The current standard treatment in thyroid therapy is levothyroxine only, and the American Association of Clinical Endocrinologists (AACE) states that desiccated thyroid hormone, combinations of thyroid hormone, or triiodothyronine should not generally be used for replacement therapy. Nevertheless, there exists some controversy about whether this treatment protocol is optimal, and recent studies have given conflicting results.

Two recent studies comparing synthetic T4 versus synthetic T4 + T3 have shown "clear improvements in both cognition and mood" from combination therapy. Another study comparing synthetic T4 and desiccated thyroid extract showed marked improvements in virtually all symptom categories when certain patients were switched from synthetic T4 to desiccated thyroid extract.

However, other studies have shown no improvement in mood or mental abilities for those on combination therapy, and possibly impaired well-being from subclinical hyperthyroidism. Also, a 2007 metaanalysis of the nine controlled studies so far published found no significant difference in the effect on psychiatric symptoms.

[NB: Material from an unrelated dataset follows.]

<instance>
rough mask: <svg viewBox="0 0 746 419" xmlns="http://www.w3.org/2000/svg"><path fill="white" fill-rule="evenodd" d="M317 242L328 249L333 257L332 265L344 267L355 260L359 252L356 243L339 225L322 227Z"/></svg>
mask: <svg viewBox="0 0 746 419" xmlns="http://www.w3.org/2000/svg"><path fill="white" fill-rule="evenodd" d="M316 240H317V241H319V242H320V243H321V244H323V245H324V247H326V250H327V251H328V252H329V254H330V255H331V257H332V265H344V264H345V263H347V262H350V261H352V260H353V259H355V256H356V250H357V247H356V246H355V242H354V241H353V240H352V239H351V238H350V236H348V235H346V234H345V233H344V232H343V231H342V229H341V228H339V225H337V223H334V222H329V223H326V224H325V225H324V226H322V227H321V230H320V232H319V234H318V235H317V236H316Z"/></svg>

There is also concern among some practitioners about the use of T3 due to its short half life. T3 when used on its own as a treatment results in wide fluctuations across the course of a day in the thyroid hormone levels, and with combined T3/T4 therapy there continues to be wide variation throughout each day.

Subclinical hypothyroidism

Subclinical hypothyroidism occurs when thyrotropin (TSH) levels are elevated but thyroxine (T4) and triiodothyronine (T3) levels are normal. In primary hypothyroidism, TSH levels are high and T4 and T3 levels are low. Endocrinologists are puzzled because TSH usually increases when T4 and T3 levels drop. TSH prompts the thyroid gland to make more hormone. Endocrinologists are unsure how subclinical hypothyroidism affects cellular metabolic rates (and ultimately the body's organs) because the levels of the active hormones are adequate. Some have proposed treating subclinical hypothyroidism with levothyroxine, the typical treatment for overt hypothyroidism, but the benefits and the risks are unclear. Reference ranges have been debated as well. The American Association of Clinical Endocrinologists (ACEE) supports a narrower TSH range, especially when the person has clinical signs of thyroid disease. This reference range may reduce the risks of goiter, thyroid nodules, thyroid cancer, and overt hypothyroidism, but remains controversial. There is always the risk of overtreatment and hyperthyroidism. Some studies have suggested that subclinical hypothyroidism does not need to be treated. A meta-analysis by the Cochrane Collaboration found no benefit of thyroid hormone replacement except "some parameters of lipid profiles and left ventricular function".  A more recent metanalysis looking into whether subclinical hypothyroidism may increase the risk of cardiovascular disease, as has been previously suggested, found a possible modest increase and suggested further studies be undertaken with coronary heart disease as a end point "before current recommendations are updated".

 

Sub-laboratory hypothyroidism

"Sub-laboratory" hypothyroidism occurs when blood levels of thyroid hormones and thyrotropin (TSH) are within reference ranges, yet hypothyroid symptoms are present and resolve with thyroid therapy. This type of hypothyroidism is thought not to be another form of the disease, but instead simply illuminates the failure of blood tests to fully reflect the health of the hypothalamic-pituitary-thyroid axis. The lack of correlation between hypothyroid symptoms and serum thyrotropin (TSH) and T4, has been pointed out by several researchers.